I don’t know of any evidence that supports the idea that workers as a whole had revolutionary aspirations, and that if the communists had only said, “Oh, this sit-down strike is the beginning of a revolution, and you should carry it forward and do all the things as if we were in a revolutionary situation.” Well, that’s not where things were really at, and it’s not where the workers were really at. The idea that somehow the failure of the communists was in not making revolutionary propaganda in the shops is not very attached to reality, I would say.

Benjamin Y. Fong

What would you say are the most important lessons to draw from the CIO moment?

Jeremy Brecher

The first thing I would say that should be learned from the CIO moment is simply that when workers join together, they have the power to oppose the most powerful forces that confront them and to win very significant concessions. A related lesson is that people who are divided and, as we say today, in silos, can come together, bridge those divides, move out of those silos, and form a common organization and a common struggle on a massive scale, enough to make historical change in the structure of the society as well as in the daily lives of working people.

So this is something that is not an impossible dream, it’s not a fantasy; it’s a historical reality. The CIO moment was perhaps the most dramatic example of this. But as I try to show in my book, Strike!, there are scores and scores of other cases, on various scales, that show the same reality. And I think that’s an important thing. We are constantly told that ordinary people can’t get any control of their lives, that it’s just a silly fantasy that they can, that they can’t get together with people who, at the moment, they’re at odds with, and that they’ll never be able to develop the powers they need to do anything about the conditions they face. The CIO experience disproves all that.

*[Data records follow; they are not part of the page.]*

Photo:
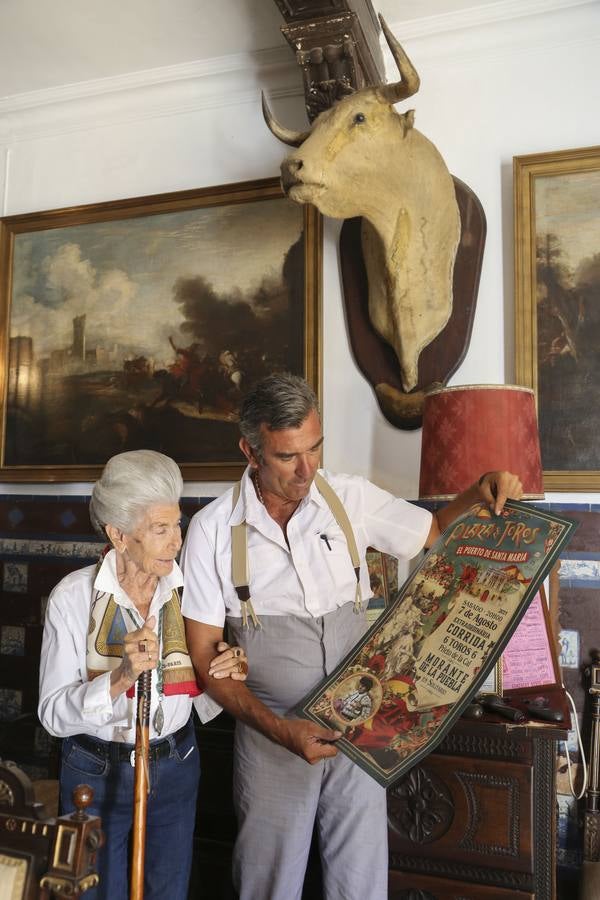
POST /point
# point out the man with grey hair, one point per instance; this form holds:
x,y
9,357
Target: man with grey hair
x,y
272,553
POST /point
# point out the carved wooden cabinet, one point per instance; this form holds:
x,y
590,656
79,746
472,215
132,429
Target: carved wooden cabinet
x,y
477,818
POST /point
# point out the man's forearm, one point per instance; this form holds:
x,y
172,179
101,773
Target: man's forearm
x,y
233,696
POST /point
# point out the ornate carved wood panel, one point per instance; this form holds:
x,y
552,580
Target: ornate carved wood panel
x,y
476,819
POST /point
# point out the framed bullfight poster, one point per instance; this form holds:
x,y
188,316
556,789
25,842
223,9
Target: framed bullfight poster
x,y
399,691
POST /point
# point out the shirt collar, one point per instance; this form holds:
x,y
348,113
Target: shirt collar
x,y
106,580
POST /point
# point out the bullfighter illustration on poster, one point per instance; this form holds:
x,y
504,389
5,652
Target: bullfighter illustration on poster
x,y
403,686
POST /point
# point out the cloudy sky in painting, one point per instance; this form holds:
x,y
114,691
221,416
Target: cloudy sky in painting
x,y
569,206
121,274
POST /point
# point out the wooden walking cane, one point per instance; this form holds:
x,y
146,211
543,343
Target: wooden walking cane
x,y
140,793
589,885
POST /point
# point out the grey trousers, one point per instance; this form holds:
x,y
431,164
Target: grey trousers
x,y
278,797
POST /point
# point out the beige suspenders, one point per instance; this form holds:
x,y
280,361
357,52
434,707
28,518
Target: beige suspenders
x,y
240,571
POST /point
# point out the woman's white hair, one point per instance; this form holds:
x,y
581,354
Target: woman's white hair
x,y
130,483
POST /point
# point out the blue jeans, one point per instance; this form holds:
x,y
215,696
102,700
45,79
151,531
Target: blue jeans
x,y
170,819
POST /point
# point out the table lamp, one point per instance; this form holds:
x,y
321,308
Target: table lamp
x,y
476,428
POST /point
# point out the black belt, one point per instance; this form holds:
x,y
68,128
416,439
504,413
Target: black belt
x,y
118,752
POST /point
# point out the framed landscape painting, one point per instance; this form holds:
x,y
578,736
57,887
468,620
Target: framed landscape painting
x,y
557,291
141,323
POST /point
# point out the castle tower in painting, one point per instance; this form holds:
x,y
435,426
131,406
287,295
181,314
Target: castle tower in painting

I’d also stress the importance of overcoming horrible divisions, especially racial divisions, which, as bad as they are today, were worse in the period that the CIO developed. They involved much more direct violence, violence between white and black workers in the shop. And yet they were able to overcome that, not to create a racial utopia, but to draw on the fact that they could make people recognize, “You know what? We are going to have nothing but nightmares unless we get together to fight together.” And even people who say, “Well, I don’t really like that other kind of people,” recognized that they had to get together and work together. So I think that’s another big lesson.

I think another lesson has to do with a longer-term outcome of the CIO and the mass industrial union struggles, which is that some of the key things that people were struggling for and that they wanted, they didn’t get. And they didn’t even find their unions fighting for them. I’m thinking specifically about control of the speed of the line. There’s a twofold lesson here. One is the negative lesson that the people who are leading organizations you are part of may not have the same interests that you do. And that’s just a fact that you have to recognize. Just as you have to organize against the bosses, there are times when you have to organize against the leaders of your own organizations. It doesn’t mean you have to overthrow them. Sometimes you do, but other times you just need to create a force to say, “Hey, you know what? We’d be better if we went along with the people that you’re supposed to be representing.” That would be a victory in many cases.

But the compliment to that is that people who face the same conditions and face the same employer have to take considerable responsibility and considerable control for their own well-being. And the union, if they’re part of a union, can be an important part of that. But they also need to be an independent force that’s able to speak up to the union when it’s not adequately representing them and fulfilling their needs.